Federal regulators approve $118 million sale of Anchorage's Era Aviation

Posted: Thursday, December 30, 2004

ANCHORAGE - Federal regulators have approved a bid to buy Era Aviation, making completion of the $118.1 million sale possible by the end of the week.

Houston-based Seacor Holdings Inc., which provides transportation and environmental services to offshore oil rigs, struck a deal in October to buy Anchorage-based Era from its parent corporation, Rowan Companies Inc., also from Houston.

Era's main business is providing helicopter services for oil and gas operations in the Gulf of Mexico and Alaska. It also uses its helicopters to fight fires and provide other utility services, and runs flightseeing tours in the summer.

The company's Alaska regional fixed-wing airline has hubs in Anchorage and Bethel and flies passengers and cargo to 24 state destinations. In Kenai, Homer and Valdez, Era is the only regularly scheduled passenger airline. As such, it is bound by federal "essential air service" rules and cannot simply abandon those routes.

Seacor, however, wants to sell that part of the business, and executives from both companies are negotiating with a potential buyer, Chuck Johnson, Era's president, said Tuesday.

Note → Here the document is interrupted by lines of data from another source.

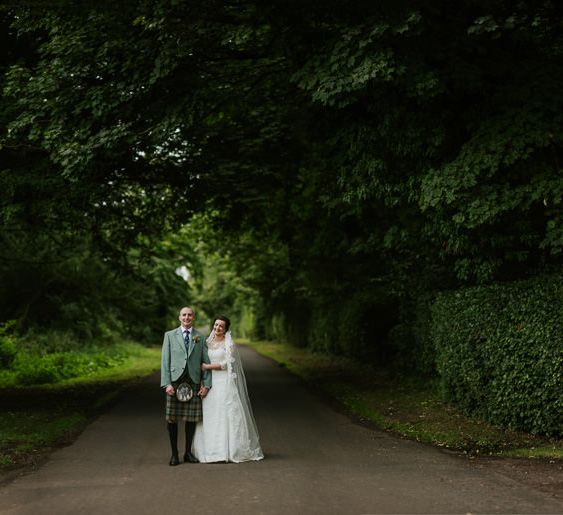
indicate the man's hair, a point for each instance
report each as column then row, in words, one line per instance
column 187, row 307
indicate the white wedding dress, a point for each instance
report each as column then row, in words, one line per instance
column 228, row 431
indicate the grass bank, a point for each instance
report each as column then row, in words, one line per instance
column 39, row 417
column 406, row 405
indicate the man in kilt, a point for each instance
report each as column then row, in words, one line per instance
column 183, row 351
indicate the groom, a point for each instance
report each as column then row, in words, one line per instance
column 183, row 352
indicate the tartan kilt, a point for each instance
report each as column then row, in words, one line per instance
column 183, row 411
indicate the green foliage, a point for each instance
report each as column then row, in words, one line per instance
column 8, row 348
column 52, row 368
column 500, row 352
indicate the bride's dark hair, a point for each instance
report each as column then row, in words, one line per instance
column 224, row 319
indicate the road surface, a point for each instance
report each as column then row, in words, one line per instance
column 317, row 462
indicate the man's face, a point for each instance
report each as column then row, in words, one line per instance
column 186, row 317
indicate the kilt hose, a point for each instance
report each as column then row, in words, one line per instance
column 189, row 411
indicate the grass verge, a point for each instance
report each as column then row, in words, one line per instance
column 406, row 405
column 37, row 418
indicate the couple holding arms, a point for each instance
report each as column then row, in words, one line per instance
column 206, row 388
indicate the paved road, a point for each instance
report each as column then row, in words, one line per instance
column 317, row 461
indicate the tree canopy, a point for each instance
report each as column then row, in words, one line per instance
column 347, row 158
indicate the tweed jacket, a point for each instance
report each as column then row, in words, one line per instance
column 175, row 358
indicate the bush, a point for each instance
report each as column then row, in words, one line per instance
column 500, row 352
column 55, row 367
column 8, row 347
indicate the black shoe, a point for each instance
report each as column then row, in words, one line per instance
column 190, row 458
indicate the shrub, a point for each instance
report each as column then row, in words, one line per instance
column 500, row 352
column 8, row 347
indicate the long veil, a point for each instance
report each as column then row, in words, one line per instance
column 238, row 405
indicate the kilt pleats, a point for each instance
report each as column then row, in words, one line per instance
column 183, row 411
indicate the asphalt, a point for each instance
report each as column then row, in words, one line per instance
column 317, row 461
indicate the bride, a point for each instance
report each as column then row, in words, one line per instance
column 228, row 431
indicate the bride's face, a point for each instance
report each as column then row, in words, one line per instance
column 219, row 327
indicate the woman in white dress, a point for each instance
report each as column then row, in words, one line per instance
column 228, row 430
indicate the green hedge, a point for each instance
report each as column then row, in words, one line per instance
column 500, row 352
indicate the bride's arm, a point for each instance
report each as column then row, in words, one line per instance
column 214, row 366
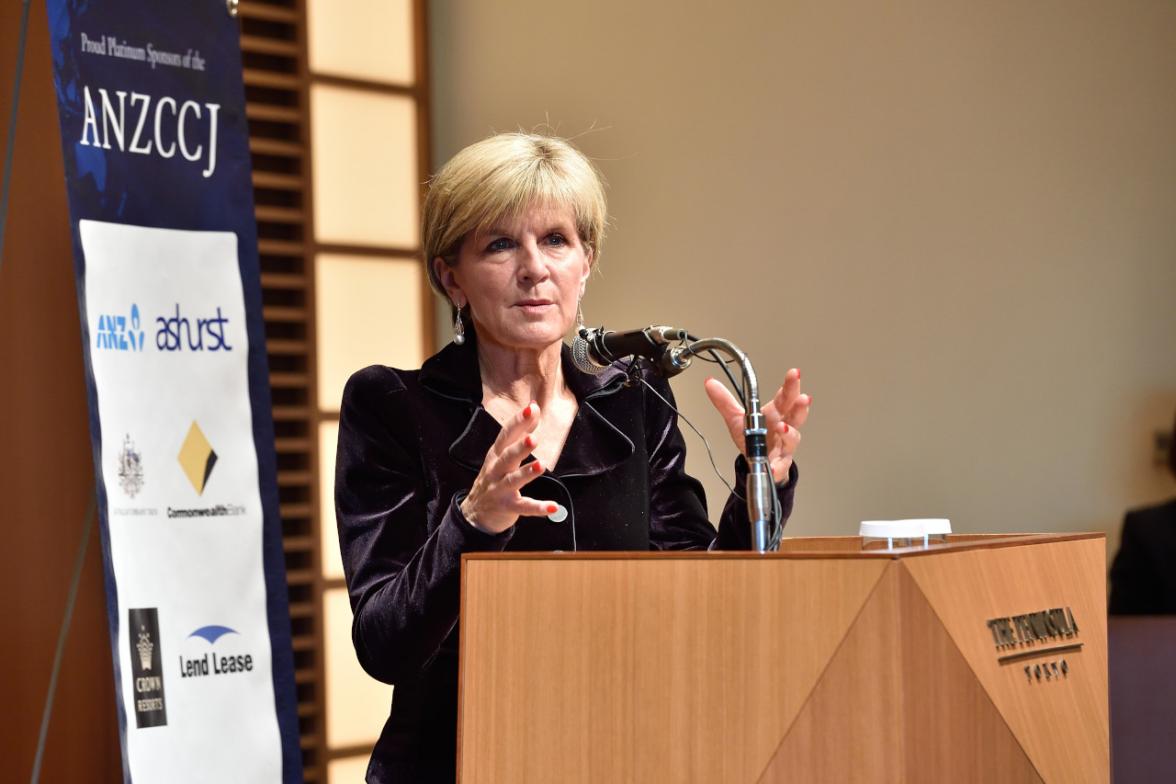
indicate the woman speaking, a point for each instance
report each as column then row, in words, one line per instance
column 500, row 443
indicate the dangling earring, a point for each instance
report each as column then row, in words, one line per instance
column 459, row 330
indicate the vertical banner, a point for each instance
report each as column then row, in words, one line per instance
column 156, row 159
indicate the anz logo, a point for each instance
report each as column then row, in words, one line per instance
column 119, row 332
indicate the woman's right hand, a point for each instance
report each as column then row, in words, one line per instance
column 494, row 502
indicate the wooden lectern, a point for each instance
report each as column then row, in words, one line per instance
column 979, row 659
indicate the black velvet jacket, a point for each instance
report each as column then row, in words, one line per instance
column 411, row 443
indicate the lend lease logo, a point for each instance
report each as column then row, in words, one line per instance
column 119, row 332
column 212, row 662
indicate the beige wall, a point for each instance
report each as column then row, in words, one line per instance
column 959, row 219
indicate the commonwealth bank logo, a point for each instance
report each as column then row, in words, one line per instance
column 196, row 457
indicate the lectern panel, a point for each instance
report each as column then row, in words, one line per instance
column 640, row 670
column 1034, row 631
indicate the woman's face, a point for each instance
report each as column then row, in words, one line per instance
column 522, row 277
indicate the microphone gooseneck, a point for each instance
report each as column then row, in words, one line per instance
column 669, row 350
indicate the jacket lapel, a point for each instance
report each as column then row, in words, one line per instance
column 594, row 446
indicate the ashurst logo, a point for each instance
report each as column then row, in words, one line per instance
column 142, row 125
column 213, row 662
column 146, row 668
column 131, row 468
column 119, row 333
column 174, row 332
column 196, row 457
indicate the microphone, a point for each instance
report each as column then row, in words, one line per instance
column 595, row 348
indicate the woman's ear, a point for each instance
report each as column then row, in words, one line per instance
column 445, row 274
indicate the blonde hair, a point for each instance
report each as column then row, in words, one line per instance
column 499, row 178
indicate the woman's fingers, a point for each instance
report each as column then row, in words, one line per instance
column 526, row 507
column 522, row 475
column 525, row 421
column 512, row 456
column 728, row 407
column 781, row 447
column 799, row 413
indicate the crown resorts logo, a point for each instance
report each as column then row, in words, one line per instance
column 145, row 647
column 196, row 457
column 131, row 468
column 215, row 662
column 119, row 333
column 146, row 668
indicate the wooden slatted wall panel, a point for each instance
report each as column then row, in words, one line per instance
column 273, row 46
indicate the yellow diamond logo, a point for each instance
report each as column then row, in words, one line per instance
column 196, row 457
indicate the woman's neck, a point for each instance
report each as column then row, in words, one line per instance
column 521, row 376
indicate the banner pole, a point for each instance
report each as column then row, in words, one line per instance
column 71, row 600
column 12, row 125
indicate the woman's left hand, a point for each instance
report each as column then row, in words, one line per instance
column 783, row 414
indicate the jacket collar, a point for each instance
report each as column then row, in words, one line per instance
column 594, row 443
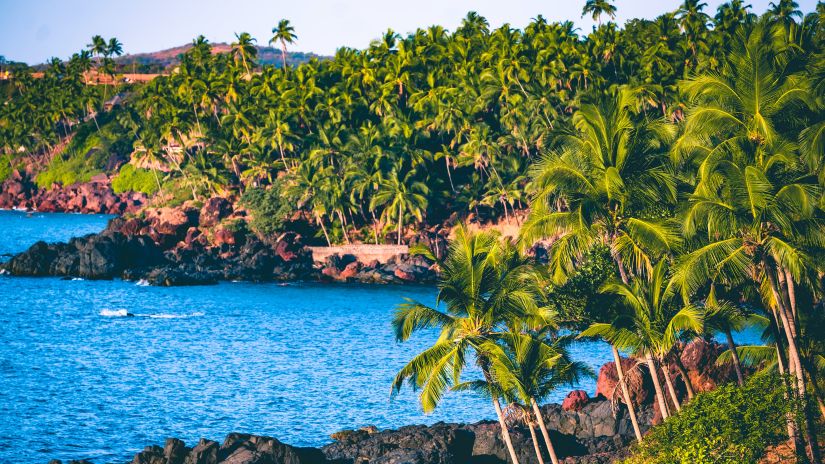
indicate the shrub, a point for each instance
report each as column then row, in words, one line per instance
column 132, row 179
column 268, row 207
column 730, row 425
column 5, row 168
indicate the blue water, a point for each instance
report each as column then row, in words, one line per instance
column 298, row 362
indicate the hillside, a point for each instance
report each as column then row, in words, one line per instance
column 163, row 59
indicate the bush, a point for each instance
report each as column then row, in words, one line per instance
column 5, row 168
column 730, row 425
column 132, row 179
column 269, row 209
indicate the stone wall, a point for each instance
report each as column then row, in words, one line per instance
column 363, row 253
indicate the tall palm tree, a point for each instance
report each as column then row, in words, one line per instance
column 401, row 197
column 285, row 34
column 597, row 8
column 532, row 369
column 244, row 50
column 593, row 190
column 485, row 285
column 751, row 212
column 651, row 326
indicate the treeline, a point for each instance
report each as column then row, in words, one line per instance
column 410, row 129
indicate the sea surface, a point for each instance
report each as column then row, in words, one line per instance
column 100, row 369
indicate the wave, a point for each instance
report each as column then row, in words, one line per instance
column 114, row 313
column 125, row 313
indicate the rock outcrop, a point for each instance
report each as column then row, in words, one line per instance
column 95, row 196
column 173, row 246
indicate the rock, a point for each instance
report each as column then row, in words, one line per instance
column 213, row 211
column 699, row 359
column 350, row 271
column 250, row 449
column 640, row 385
column 575, row 400
column 205, row 452
column 226, row 236
column 438, row 444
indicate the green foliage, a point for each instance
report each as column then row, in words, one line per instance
column 88, row 153
column 730, row 425
column 578, row 301
column 5, row 167
column 132, row 179
column 269, row 208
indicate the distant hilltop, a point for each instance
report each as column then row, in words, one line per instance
column 159, row 61
column 165, row 58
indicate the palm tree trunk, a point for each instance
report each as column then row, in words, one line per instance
column 631, row 409
column 670, row 389
column 793, row 434
column 343, row 226
column 535, row 443
column 449, row 175
column 683, row 372
column 544, row 433
column 817, row 392
column 505, row 432
column 400, row 222
column 660, row 396
column 321, row 222
column 737, row 364
column 794, row 358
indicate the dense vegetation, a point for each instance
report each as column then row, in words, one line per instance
column 729, row 425
column 674, row 166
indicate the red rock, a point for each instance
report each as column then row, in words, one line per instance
column 575, row 400
column 330, row 272
column 225, row 236
column 640, row 385
column 213, row 211
column 404, row 275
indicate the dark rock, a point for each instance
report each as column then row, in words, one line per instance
column 205, row 452
column 438, row 444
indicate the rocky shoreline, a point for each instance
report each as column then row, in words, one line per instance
column 584, row 430
column 93, row 197
column 191, row 246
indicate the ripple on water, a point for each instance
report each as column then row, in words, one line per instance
column 80, row 378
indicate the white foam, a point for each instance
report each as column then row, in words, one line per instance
column 114, row 313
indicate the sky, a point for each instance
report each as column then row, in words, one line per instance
column 35, row 30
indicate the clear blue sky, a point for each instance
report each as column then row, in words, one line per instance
column 35, row 30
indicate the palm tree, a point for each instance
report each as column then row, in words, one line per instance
column 532, row 369
column 751, row 212
column 285, row 34
column 244, row 50
column 651, row 326
column 485, row 286
column 597, row 8
column 584, row 192
column 400, row 197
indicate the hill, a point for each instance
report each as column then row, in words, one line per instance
column 162, row 59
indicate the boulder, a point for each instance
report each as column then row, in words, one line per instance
column 205, row 452
column 437, row 444
column 575, row 400
column 640, row 386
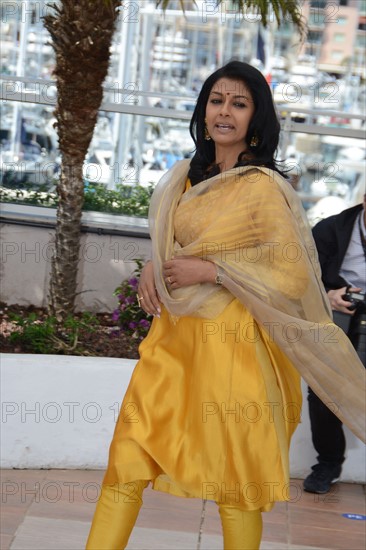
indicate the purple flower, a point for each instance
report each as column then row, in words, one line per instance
column 133, row 282
column 115, row 315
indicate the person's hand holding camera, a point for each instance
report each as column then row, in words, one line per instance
column 338, row 303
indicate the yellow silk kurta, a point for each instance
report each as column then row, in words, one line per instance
column 210, row 408
column 197, row 417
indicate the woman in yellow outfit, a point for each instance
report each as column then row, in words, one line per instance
column 239, row 313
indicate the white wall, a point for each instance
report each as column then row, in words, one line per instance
column 60, row 412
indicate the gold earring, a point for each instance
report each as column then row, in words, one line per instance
column 207, row 135
column 254, row 141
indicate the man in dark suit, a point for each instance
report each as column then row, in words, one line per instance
column 341, row 245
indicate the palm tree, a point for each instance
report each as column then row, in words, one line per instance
column 81, row 35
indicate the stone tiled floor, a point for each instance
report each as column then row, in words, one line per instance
column 52, row 510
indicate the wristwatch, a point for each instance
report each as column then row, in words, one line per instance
column 218, row 278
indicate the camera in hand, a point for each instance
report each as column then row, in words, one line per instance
column 358, row 300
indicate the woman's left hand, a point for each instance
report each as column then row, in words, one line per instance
column 188, row 270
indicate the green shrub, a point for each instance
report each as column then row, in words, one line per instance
column 45, row 335
column 126, row 200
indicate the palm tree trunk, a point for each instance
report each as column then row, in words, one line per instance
column 81, row 37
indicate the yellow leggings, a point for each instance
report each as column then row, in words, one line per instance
column 119, row 505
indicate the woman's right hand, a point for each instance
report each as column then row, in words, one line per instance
column 336, row 301
column 146, row 291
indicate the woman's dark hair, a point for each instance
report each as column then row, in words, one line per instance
column 264, row 124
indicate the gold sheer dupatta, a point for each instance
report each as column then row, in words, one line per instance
column 250, row 222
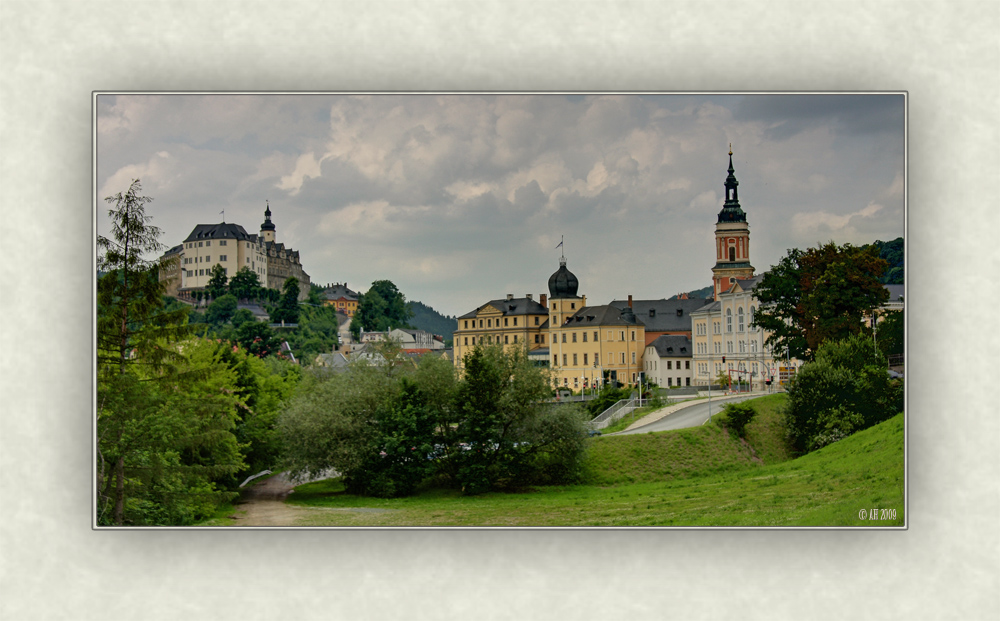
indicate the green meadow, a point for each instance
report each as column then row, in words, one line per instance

"The new owner has stated from the beginning that they don't want to be in the airline business," Johnson said. He said the company plans to continue operating the regional airline until they strike a deal to sell it.

As for the helicopter business, Seacor plans to combine its Tex-Air Helicopters unit with Era and to operate the combined outfit under the Era Aviation banner. Johnson will continue to run the combined company as president.

Its headquarters, however, is being moved to Lake Charles, La., where Era bases its Gulf Coast division, Johnson said.

About 500 of Era's 820 employees are based in Alaska, and the employment base here will shrink after the merger, which is expected to be completed by Friday, Johnson said.

There will be job cuts as the companies consolidate management positions. Some Alaska-based employees also are likely to relocate to the company's new headquarters, Johnson said.

In addition to shifting jobs to Louisiana, Era is scaling back its flightseeing business in Alaska and will close its flightseeing bases in Seward and Valdez. Aside from that, there will be few changes in Alaska after the buyout, Johnson said.